You are most likely these days to hear the word "groggy" to describe someone who is tired or has a hangover. Its origin story is not far off from that sense.
The story of groggy begins far from alcohol. It starts with grogram, the name of a coarse, loosely woven fabric made entirely or partly from silk. There was an 18th-century English Admiral, Edward Vernon, who was reputed to have been in the habit of always wearing a grogram cloak. This unique look earned him the nickname "Old Grog" among the sailors under his command.
In the 18th century, sailors in the Royal Navy in the West Indies were customarily given a daily ration of rum. Admiral Vernon was disturbed by the damage to the physical and moral health of his men this rum created. In 1740, he ordered that the rum should be diluted with water. The decision wasn't popular with the sailors, who supposedly dubbed this new mixture "grog" after the Admiral.
The word grog eventually became a general term for almost any liquor that led to people who moved with the unsteadiness characteristic of someone who has had too much grog. You might wake up groggy in the morning without even drinking the night before.

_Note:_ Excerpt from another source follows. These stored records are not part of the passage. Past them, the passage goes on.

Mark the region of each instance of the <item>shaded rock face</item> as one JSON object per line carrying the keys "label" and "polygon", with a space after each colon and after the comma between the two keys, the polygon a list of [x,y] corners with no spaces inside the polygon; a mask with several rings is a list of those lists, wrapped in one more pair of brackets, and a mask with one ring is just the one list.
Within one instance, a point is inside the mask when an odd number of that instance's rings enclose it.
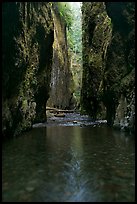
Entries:
{"label": "shaded rock face", "polygon": [[53,40],[49,3],[3,3],[3,135],[18,135],[46,120]]}
{"label": "shaded rock face", "polygon": [[[107,119],[109,124],[134,131],[135,3],[108,2],[106,9],[113,23],[104,79],[104,95],[109,98],[113,95],[112,101],[104,101],[108,109]],[[114,111],[110,108],[112,104]]]}
{"label": "shaded rock face", "polygon": [[106,53],[112,36],[111,19],[103,2],[83,2],[82,30],[81,107],[82,112],[87,112],[96,119],[100,113],[101,117],[105,117],[106,112],[102,103],[103,76]]}
{"label": "shaded rock face", "polygon": [[[133,130],[135,3],[84,2],[82,12],[82,108],[93,118],[106,115],[108,125]],[[104,20],[100,17],[102,12]]]}
{"label": "shaded rock face", "polygon": [[69,109],[72,102],[72,74],[68,57],[66,25],[56,3],[52,9],[54,20],[53,64],[51,72],[51,91],[48,106]]}

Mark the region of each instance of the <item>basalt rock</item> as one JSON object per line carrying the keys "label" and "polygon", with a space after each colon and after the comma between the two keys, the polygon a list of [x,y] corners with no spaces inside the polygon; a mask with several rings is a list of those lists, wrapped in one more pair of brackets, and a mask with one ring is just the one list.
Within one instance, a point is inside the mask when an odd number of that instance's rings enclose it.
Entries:
{"label": "basalt rock", "polygon": [[48,106],[69,109],[73,105],[72,74],[68,56],[66,24],[56,3],[52,8],[54,21],[53,64]]}
{"label": "basalt rock", "polygon": [[83,2],[82,111],[135,128],[135,3]]}
{"label": "basalt rock", "polygon": [[[104,2],[82,4],[83,79],[81,109],[94,119],[104,111],[102,103],[106,53],[112,36],[111,19]],[[102,111],[103,110],[103,111]]]}
{"label": "basalt rock", "polygon": [[15,136],[46,120],[53,19],[50,3],[2,4],[2,131]]}
{"label": "basalt rock", "polygon": [[[135,3],[108,2],[113,23],[104,77],[104,103],[109,124],[135,130]],[[116,15],[117,13],[117,15]],[[112,100],[106,100],[110,98]],[[111,97],[112,98],[112,97]],[[114,110],[111,107],[114,107]]]}

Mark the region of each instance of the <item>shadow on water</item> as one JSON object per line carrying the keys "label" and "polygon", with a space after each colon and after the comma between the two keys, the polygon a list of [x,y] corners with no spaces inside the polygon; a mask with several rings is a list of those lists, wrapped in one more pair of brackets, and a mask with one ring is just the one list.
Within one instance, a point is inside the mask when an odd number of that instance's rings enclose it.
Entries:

Pirates made a nice modification of the Navy grog which was really just watered down rum. They called the drink bumbo and mixed rum, water, sugar, and nutmeg. The Royal Navy's later grog recipe includes lemon juice, water, rum, and cinnamon. In the Caribbean, I have been served a much fruitier grog that had water, light rum, grapefruit juice, orange juice, pineapple juice, cinnamon, and honey.
Though I could not find an origin for the word "bumbo" I did find variations. Bumbu was commonly used during election campaigns in colonial British America as a way to entice voters to a candidate. The practice was known as "swilling the planters with bumbu." (Why "planters?")
The not-a-pirate and respectable George Washington was particularly noted for using this technique. His papers state that he used 160 gallons of rum to treat 391 voters to bumbu during campaigning for the Virginia House of Burgesses in July 1758. At almost a half-gallon per person, there were surely some groggy voters from that campaign.